Dave "Monoline Pete" Kruse is my good friend and combat teammate at the '63 Nats in California. Really a nice guy. And, by the way, he was way ahead of the curve and deeply into electric in the '60s. The rest of us thought he was crazy (not really), which proves what the rest of us knew.
He was aiming at that $1,000 prize and could fly a pretty decent pattern with his (monoline) Nobler, too.
Interesting story at the '63 Nats: Quite a few flyers protested his entry in combat at the pilots' meeting the night before the preliminaries, and some of the "name" flyers insisted they wouldn't even fly if he were permitted to do so. The combat director - Sandy Frank if I recall correctly - stated monoline was allowed under the rules and we'd be starting at 7 am, regardless.
I've never seen such a bunch of grown men act like crybabies ... if you simply use your head, you realize that a monoline-equipped airplane is waaaaay slower to respond than a normal combat ship, and his only advantage is that the (much heavier) single line will literally render your lines ineffective if you allowed his line to drape
over your lines. Gosh, how hard can it be to simply stay above him, so to speak, while making passes at his much less responsive plane?!?
It went on all day at the prelims - whine, complain, badger, hurl insults.
When we got down to 16 contestants - one round left, the final 8 to fly off on Friday - Dave was matched against Bill Carpenter, designer of the
Swoop kitted by
Sterling and the '60 Nats winner. Dave beat Carpenter fair and square - I don't remember the details - but crybaby Carpenter put up a big fuss, so Dave agreed to a rematch (yes, the judges gave him a choice).
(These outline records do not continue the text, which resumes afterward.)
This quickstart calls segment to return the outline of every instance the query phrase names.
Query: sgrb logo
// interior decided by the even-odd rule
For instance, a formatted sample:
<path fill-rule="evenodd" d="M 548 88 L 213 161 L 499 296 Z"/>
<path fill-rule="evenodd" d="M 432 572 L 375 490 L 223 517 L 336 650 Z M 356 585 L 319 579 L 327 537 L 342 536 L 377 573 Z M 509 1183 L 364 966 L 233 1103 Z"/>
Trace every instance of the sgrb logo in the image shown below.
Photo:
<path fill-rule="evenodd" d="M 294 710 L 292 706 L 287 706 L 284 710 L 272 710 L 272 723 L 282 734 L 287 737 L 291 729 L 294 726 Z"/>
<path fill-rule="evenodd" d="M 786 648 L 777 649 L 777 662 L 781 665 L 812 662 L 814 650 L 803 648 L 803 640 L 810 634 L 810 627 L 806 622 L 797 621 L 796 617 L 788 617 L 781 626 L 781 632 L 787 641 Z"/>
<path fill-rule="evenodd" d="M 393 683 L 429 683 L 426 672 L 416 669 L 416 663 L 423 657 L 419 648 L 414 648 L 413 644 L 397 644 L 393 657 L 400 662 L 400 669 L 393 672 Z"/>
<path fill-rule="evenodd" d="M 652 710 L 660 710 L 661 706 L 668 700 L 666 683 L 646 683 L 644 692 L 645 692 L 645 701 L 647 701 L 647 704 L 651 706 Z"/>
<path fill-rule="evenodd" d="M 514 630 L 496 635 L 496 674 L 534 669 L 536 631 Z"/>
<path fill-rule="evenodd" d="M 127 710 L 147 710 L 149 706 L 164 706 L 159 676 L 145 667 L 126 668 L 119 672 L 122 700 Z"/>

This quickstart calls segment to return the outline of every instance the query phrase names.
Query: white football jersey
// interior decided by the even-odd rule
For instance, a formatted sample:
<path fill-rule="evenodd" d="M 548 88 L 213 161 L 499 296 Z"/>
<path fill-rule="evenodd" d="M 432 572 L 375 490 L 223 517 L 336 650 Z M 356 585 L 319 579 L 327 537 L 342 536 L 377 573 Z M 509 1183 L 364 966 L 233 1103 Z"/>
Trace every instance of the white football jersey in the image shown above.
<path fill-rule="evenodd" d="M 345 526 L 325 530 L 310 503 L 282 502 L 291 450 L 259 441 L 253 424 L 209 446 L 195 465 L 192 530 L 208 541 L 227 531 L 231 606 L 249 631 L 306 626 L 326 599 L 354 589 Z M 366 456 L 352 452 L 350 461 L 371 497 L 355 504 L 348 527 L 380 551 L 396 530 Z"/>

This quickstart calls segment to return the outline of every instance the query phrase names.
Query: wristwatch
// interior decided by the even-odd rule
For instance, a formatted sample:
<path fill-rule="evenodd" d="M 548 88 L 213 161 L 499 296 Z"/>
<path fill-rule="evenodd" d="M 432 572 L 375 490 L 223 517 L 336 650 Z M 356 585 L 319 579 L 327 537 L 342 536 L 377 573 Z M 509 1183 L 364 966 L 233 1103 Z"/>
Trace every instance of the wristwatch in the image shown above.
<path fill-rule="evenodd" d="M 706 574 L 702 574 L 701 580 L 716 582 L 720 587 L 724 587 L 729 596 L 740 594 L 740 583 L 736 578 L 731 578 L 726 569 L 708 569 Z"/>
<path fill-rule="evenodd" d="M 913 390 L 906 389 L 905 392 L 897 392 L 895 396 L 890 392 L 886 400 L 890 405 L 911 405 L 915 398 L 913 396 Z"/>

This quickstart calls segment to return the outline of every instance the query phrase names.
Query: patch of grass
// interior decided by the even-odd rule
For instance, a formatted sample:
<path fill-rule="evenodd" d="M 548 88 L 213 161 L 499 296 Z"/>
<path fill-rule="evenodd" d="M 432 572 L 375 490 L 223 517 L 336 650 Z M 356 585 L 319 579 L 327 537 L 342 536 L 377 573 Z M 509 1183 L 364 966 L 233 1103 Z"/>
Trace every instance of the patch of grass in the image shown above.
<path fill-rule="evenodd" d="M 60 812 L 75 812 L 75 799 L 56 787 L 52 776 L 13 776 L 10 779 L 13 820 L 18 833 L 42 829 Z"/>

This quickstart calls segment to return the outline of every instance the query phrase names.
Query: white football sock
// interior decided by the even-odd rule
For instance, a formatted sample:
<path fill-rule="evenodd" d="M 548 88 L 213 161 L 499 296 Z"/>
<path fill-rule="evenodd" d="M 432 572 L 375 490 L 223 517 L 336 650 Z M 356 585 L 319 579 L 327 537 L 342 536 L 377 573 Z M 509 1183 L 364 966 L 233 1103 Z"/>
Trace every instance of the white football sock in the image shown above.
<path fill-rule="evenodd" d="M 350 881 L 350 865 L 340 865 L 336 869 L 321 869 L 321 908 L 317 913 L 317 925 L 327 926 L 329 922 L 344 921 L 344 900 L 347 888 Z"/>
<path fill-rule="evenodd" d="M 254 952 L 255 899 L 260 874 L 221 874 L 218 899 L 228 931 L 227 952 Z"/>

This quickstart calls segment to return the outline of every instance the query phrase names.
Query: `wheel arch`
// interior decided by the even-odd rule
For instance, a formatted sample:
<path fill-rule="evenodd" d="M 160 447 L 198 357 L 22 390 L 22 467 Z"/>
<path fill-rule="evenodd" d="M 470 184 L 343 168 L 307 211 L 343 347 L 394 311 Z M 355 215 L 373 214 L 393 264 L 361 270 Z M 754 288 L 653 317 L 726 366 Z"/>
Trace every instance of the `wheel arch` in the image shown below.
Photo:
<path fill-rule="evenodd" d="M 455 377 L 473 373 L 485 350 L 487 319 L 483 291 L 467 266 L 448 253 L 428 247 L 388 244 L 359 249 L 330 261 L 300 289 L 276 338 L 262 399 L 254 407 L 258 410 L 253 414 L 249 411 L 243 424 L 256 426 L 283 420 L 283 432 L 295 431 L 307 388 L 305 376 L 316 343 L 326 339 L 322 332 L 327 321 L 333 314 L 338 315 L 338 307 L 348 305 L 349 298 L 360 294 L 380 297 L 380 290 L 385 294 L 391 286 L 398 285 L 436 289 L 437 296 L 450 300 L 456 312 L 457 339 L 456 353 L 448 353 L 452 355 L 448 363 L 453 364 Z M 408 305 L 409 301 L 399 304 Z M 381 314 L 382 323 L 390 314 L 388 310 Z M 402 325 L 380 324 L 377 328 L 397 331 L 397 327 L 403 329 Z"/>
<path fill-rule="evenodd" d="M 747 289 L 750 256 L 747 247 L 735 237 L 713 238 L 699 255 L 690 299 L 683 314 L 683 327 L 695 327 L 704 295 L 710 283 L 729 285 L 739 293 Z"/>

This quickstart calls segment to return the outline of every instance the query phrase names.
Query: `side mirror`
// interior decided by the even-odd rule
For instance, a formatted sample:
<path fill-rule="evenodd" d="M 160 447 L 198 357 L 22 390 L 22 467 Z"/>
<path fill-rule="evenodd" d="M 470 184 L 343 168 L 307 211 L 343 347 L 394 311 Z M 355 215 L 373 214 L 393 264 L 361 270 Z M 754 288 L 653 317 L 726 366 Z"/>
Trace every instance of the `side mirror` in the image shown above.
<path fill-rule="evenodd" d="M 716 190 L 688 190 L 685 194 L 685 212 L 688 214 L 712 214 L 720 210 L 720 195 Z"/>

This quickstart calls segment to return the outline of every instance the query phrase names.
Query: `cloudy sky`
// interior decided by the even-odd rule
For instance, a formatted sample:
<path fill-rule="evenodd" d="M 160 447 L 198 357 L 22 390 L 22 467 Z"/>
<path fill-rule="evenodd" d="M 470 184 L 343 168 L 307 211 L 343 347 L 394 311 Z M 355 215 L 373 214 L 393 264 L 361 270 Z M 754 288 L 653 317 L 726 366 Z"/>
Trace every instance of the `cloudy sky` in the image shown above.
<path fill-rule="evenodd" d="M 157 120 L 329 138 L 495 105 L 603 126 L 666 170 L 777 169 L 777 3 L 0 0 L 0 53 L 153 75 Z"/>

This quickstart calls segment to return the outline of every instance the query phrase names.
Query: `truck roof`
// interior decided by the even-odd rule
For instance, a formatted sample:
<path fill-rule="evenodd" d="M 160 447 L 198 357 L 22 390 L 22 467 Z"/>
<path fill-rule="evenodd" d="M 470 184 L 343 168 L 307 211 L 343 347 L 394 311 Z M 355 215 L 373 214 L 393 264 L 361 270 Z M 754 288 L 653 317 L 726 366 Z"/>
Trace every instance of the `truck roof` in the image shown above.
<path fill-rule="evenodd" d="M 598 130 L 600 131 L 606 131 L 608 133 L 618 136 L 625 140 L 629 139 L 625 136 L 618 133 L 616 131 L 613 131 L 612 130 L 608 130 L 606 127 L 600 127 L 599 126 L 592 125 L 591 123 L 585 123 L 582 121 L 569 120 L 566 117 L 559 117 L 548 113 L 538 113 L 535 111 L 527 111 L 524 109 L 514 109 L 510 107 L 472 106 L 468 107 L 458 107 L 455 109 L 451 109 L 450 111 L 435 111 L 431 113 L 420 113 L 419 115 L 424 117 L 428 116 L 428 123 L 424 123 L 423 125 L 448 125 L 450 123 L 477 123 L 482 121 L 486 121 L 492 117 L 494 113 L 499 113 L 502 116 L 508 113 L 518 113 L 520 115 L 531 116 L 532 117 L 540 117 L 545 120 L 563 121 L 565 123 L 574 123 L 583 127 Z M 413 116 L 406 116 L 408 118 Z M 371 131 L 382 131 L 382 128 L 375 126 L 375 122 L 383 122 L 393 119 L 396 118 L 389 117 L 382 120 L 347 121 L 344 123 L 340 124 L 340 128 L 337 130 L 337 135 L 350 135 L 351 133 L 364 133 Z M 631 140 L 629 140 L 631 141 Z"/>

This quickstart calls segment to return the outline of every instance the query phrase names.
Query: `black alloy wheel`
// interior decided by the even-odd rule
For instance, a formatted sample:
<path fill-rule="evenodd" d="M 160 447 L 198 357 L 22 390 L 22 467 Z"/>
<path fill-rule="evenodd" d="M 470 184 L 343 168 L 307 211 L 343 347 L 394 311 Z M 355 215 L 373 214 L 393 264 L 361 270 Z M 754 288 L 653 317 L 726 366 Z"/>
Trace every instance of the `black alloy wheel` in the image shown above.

And then he beat Carpenter again.
Well, if whining and complaining works once ... yup, Carpenter complained about something again, Dave agreed to another rematch, and then ... beat Carpenter for the 3rd time!
Well, Dave is above all a real decent guy, and I think he’d reached a breaking point ... when the judges confirmed his win, without any more protests, Dave told them he wanted to forfeit and allow Carpenter to advance.
I was personally crushed, but you respect a friend’s decisions. Three of us from Minneapolis, good friends who regularly flew together, who together mentored kids every Monday night at a neighborhood house in Minneapolis, had gone to the Nats together. We had more fun together on that trip than should be allowed; I had advanced to the finals, and it would literally have been the thrill of a lifetime for both of us to have flown together in the finals.
I didn’t have the pleasure of encountering Carpenter, but think he lost the next round; I finished 4th. I have great memories of that trip and the competition, yet will always feel some sadness about the way Dave was treated.
You know, contestants could have chosen the .09 made by Johnson for power, but they chose .35s instead. Simply to be competitive.
They could have used their brain and realized that Dave was actually at quite a disadvantage, yet they felt a need to whine and eventually legislate against monoline.
Pretty childish from where I sit ...
Dennis
“I know you can fight. But it’s our wits that make us men.” - Malcolm Wallace to his young son William Wallace (Braveheart) in the movie of that name.